Now coach Steve Nash (and GM Sean Marks) are back in Brooklyn, on the same team and trying to build a contender together. Awkward? Not if you ask Nash, which is what Nick Friedell of ESPN did.

“We’re fine,” Nash said after the Nets’ first official practice of the season on Tuesday. “We’re good. Ever since we talked, it’s been like nothing’s changed. I have a long history with Kevin. I love the guy. Families have issues. We had a moment and it’s behind us. That’s what happens. It’s a common situation in the league.

“We all were hurting, seething, to go through what we went through last year, not being able to overcome all that adversity. Sometimes you lose perspective because you expect to win, but the reality is we were able to talk and discuss what we can improve on from last year. And also keep perspective. We went through a ton of stuff.”

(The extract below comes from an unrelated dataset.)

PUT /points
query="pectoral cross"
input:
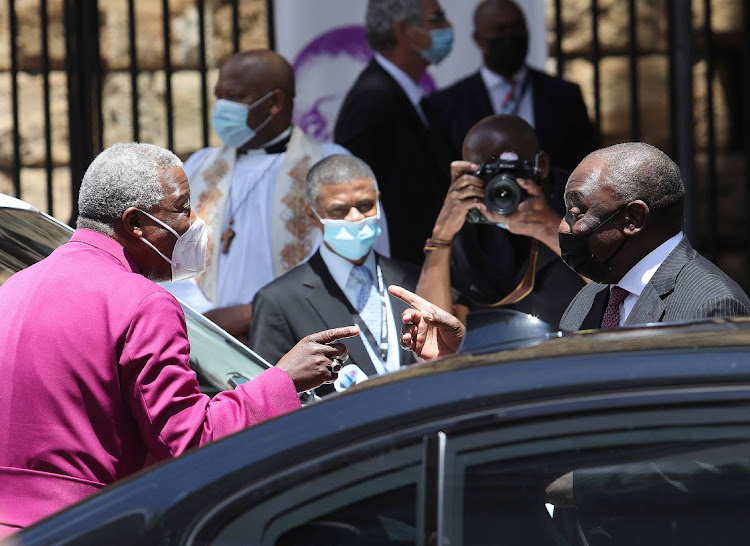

First off, what else was Nash going to say? He knows the power dynamic in the NBA, and Durant has far more leverage than he does — not enough to get Nash fired this summer, but still more than the coach.

Second, Nash could be telling the truth from his perspective. NBA players and coaches understand better than anyone this is a business and things are rarely personal. Grudges are not held like fans think they are (most of the time). Nash saw Durant’s move for what it was — an effort to create pressure — and can intellectually shrug it off, reach out to KD and talk about the future.

What this brings into question was one of the Nets’ biggest issues last season — mental toughness and togetherness. Do the Nets have the will to fight through adversity and win as a team? Individually Durant, Kyrie Irving, Nash and others have shown that toughness in the past, but as a team it was not that hard to break the will of the Nets last season. Are their relationships strong enough, is their will strong enough this season?

It feels like we will find out early. If the wheels come off the Nets’ season, it feels like it will happen early and by Christmas things could be a full-on dumpster fire. Or maybe Nash is right and they are stronger than we think.